Chengcheng Xiang and Haochen Huang, University of California San Diego;
Andrew Yoo, University of Illinois at Urbana-Champaign; Yuanyuan Zhou,
University of California, San Diego; Shankar Pasupathy, NetApp

2020 USENIX Annual Technical Conference.
July 15–17, 2020
Online virtual conference

Configuration has become ever so complex and error-prone in today’s server software. To mitigate this problem, software vendors provide user manuals to guide system admins on configuring their systems. Usually, manuals describe not only the meaning of configuration parameters but also good practice recommendations on how to configure certain parameters. Unfortunately, manuals usually also have a large number of pages, which are time-consuming for humans to read and understand. Therefore, system admins often do not refer to manuals but rely on their own guesswork or unreliable sources when setting up systems, which can lead to configuration errors and system failures.

To understand the characteristics of configuration recommendations in user manuals, this paper first collected and studied 261 recommendations from the manuals of six large open-source systems. Our study shows that 60% of the studied recommendations describe specific and checkable specifications instead of merely general guidance. Moreover, almost all (97%) of such specifications have not been checked in the systems’ source code, and 61% of them are not equivalent to the default settings. This implies that additional checking is needed to ensure the recommendations are correctly applied.

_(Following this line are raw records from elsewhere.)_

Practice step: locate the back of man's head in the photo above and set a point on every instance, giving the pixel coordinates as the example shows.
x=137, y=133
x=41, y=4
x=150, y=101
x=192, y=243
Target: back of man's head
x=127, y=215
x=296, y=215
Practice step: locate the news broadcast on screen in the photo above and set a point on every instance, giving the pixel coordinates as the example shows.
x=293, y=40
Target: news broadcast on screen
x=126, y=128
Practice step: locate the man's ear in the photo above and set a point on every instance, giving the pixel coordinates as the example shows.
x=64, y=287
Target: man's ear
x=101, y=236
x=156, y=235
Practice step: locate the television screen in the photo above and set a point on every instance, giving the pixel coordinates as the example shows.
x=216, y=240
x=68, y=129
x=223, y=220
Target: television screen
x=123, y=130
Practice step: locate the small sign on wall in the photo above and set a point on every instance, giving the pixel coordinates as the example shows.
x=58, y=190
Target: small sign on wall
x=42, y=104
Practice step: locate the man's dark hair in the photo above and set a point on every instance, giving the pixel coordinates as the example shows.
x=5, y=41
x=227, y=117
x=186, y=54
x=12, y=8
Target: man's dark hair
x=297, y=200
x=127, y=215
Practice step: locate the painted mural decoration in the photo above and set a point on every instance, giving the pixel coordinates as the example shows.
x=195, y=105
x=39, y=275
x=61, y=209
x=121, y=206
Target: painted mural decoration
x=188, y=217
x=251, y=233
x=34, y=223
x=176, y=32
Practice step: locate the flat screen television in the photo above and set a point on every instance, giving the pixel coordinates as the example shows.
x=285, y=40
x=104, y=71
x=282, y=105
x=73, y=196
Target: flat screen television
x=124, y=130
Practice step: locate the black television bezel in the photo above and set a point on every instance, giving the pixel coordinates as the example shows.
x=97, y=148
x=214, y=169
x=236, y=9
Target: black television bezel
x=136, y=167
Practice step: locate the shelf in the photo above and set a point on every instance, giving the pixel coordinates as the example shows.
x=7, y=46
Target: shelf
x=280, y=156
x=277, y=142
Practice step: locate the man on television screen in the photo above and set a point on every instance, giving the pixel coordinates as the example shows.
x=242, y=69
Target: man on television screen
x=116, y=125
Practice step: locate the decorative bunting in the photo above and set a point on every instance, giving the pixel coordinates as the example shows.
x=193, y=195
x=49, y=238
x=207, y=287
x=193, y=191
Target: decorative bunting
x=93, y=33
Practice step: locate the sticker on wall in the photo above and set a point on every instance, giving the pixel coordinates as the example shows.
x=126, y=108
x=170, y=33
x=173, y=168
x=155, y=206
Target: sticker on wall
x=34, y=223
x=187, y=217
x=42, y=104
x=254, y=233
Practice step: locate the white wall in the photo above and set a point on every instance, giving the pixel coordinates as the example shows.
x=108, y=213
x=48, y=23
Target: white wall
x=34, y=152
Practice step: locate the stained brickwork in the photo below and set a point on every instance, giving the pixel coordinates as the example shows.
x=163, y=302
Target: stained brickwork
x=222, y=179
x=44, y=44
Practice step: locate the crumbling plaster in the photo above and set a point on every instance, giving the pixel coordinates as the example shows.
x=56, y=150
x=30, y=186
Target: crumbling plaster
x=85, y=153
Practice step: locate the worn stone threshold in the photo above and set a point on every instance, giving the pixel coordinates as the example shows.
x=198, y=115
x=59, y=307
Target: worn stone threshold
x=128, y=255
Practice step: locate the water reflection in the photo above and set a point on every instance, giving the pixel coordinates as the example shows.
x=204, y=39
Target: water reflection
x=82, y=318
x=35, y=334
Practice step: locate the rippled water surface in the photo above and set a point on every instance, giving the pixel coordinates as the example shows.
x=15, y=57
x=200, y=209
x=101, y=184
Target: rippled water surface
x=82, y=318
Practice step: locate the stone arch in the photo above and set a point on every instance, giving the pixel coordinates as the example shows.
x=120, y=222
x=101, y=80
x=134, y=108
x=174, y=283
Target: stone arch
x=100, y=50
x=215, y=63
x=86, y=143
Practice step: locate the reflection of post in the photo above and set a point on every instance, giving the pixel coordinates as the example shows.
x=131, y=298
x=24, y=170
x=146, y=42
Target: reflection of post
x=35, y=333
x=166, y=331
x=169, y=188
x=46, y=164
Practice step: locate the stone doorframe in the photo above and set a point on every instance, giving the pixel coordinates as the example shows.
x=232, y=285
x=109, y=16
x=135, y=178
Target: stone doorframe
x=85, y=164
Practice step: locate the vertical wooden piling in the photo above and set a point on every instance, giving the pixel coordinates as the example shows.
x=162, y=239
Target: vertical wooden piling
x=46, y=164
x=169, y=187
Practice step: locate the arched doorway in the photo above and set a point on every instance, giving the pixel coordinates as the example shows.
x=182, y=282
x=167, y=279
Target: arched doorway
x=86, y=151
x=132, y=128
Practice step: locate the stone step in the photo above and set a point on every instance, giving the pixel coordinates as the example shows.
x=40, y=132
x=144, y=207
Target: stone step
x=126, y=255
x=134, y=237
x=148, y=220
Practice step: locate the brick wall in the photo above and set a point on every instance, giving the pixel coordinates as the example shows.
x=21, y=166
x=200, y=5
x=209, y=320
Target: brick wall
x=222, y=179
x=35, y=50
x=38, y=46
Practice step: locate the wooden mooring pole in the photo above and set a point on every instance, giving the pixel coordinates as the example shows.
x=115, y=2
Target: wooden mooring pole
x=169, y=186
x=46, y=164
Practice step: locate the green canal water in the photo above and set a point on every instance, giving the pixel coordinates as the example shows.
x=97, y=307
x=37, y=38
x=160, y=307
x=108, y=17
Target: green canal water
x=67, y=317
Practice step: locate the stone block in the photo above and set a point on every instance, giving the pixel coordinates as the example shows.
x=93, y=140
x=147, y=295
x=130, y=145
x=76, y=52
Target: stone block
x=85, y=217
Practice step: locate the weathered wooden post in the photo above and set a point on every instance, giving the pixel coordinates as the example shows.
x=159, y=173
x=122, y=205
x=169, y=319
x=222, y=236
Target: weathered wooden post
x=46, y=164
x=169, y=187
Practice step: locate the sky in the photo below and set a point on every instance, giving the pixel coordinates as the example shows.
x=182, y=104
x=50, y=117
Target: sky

Based on our characteristic study, we build a tool called PracExtractor, which employs Natural Language Processing (NLP) techniques to automatically extract configuration recommendations from software manuals, converts them into specifications, and then uses the generated specifications to detect violations in system admins’ configuration settings. We evaluate PracExtractor with twelve widely-deployed software systems, including one large commercial system from a public company. In total, PracExtractor automatically extracts 338 recommendations and generates 173 specifications with reasonable accuracy. With these generated specifications, PracExtractor detects 1423 good practice violations from open-source docker images. To this day, we have reported 325 violations and have got 47 of them confirmed as real configuration issues by admins from different organizations.